Wie eng die beiden bereits vor der Kanzlerschaft miteinander kommunizierten, durfte ich in der Wahlnacht vom 22. Mai 2005 im Garten der CDU-Landesgeschäftsstelle in Düsseldorf selbst erleben: Wir standen zusammen und plauderten, Hintze war in Hochform, denn der nordrhein-westfälische CDU-Kandidat Jürgen Rüttgers hatte gerade die Landtagswahl gegen SPD und Grüne gewonnen.

Da erreichte mich per Handy der Anruf eines SPIEGEL-ONLINE-Kollegen aus der SPD-Zentrale in Berlin: Kanzler Gerhard Schröder habe gerade Neuwahlen für den Bundestag angekündigt. Ich erzählte Hintze sofort davon, er unterbrach unser Gespräch, holte sein Handy raus und rief Angela Merkel an. Danach verabschiedete er sich - die Landtagswahl sei ja nun nebensächlich. Die darauffolgende Bundestags-Wahl führte Merkel ins Kanzleramt.
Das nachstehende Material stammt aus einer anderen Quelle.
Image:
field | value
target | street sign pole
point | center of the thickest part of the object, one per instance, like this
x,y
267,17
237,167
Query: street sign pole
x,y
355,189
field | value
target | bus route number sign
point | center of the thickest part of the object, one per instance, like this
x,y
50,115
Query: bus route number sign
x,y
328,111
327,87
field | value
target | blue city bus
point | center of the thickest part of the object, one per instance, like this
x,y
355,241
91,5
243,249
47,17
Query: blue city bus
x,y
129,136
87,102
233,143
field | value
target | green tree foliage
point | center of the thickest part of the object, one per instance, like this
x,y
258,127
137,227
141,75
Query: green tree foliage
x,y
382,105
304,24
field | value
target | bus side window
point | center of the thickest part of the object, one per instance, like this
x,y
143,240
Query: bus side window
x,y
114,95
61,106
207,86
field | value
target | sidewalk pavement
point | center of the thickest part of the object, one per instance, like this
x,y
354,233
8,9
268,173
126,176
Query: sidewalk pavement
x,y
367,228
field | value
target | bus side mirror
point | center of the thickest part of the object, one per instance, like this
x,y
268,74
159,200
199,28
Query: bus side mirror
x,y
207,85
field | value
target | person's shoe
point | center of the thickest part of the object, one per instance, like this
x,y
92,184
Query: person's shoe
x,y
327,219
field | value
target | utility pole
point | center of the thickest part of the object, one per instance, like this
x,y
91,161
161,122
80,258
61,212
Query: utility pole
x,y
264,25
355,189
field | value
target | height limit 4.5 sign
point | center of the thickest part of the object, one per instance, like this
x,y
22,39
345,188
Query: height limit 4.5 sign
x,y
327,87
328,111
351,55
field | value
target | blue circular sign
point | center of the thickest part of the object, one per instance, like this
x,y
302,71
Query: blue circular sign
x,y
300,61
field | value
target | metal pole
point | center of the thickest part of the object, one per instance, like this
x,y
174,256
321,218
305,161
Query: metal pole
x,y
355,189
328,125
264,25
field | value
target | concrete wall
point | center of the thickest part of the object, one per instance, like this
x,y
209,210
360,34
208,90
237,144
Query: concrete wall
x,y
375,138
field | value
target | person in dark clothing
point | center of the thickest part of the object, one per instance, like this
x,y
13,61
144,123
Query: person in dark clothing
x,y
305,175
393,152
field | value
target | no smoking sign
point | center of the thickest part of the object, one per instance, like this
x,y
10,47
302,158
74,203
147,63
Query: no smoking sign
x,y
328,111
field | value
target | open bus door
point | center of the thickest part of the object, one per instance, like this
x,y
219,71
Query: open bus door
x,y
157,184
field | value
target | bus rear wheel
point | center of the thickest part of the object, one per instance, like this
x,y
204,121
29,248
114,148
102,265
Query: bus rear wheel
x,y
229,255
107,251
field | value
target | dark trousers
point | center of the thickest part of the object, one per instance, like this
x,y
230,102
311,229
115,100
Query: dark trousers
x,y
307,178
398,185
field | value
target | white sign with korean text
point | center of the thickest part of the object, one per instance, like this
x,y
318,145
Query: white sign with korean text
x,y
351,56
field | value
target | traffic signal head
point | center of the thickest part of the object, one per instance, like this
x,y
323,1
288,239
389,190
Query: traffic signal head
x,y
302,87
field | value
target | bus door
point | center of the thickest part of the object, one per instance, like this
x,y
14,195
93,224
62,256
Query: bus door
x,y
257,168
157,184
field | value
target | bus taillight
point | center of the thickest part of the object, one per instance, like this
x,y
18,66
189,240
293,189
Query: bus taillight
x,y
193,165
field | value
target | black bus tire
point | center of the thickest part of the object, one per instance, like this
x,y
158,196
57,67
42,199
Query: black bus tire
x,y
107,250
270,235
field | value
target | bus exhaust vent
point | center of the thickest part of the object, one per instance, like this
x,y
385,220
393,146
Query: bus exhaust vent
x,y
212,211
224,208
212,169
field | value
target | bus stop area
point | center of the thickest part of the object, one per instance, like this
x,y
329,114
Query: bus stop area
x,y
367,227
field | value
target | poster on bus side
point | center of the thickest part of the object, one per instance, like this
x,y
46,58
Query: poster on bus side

Hintze hat später öfter erzählt, er habe in seinem politischen Leben nur drei Politiker erlebt, "die ähnlich energiegeladen auf das Kanzleramt zusteuerten - Kohl, Schröder und Merkel". Merkel würdigte ihn am Sonntag - mit ihm verliere die CDU "eine ihrer herausragenden Persönlichkeiten".

In der Tat war Hintze ein Politiker, der auch für Personen (und Themen) stritt, die in seiner Partei umstritten waren. Als in CDU und CSU viele Bundespräsident Christian Wulff langsam fallen ließen, war Hintze der Einzige, der den CDU-Freund noch in Talkshows verteidigte. Später sah er am Beispiel Wulff exemplarisch den Fall einer zeitweise aus den Fugen geratenen Republik, die sich am Ende auf jedes angebliche Fehlverhalten des damaligen Bundespräsidenten stürzte. Der Umgang mit Wulff gebe Anlass darüber nachzudenken, "wie künftig ein politischer und medialer Kontrollverlust vermieden werden kann", sagte Hintze damals zu SPIEGEL ONLINE.

Hintze, zuletzt Bundestagsvizepräsident, stand in den vergangenen Jahren immer mal wieder gegen seine eigene Partei. Aber es war Opposition in der Sache, das machte ihn in den eigenen Reihen glaubwürdig und unanfechtbar. Ob es um eine Lockerung des Embryonenschutzes ging - die CDU lehnte die Präimplantationsdiagnostik ab, er war dafür.

Oder ob es um eine liberale Handhabung der Sterbehilfe ging - er kämpfte für seine Positionen, zusammen mit der SPD-Politikerin Carola Reimann und anderen aus SPD, CDU und CSU. Sterbehilfe sei die Möglichkeit für den todkranken Patienten, um Hilfe zu bitten, wenn das Leiden nicht mehr zu ertragen sei, sagte er damals. Der Gesetzentwurf kam 2015 im Bundestag nicht durch. Hintze selbst schloss die Suizidbeihilfe für sich aus, wie er in einem Interview bekannte. Seine Haltung begründete er mit dem schönen, schlichten Satz: "Ich habe eine starke Liebe zum Leben."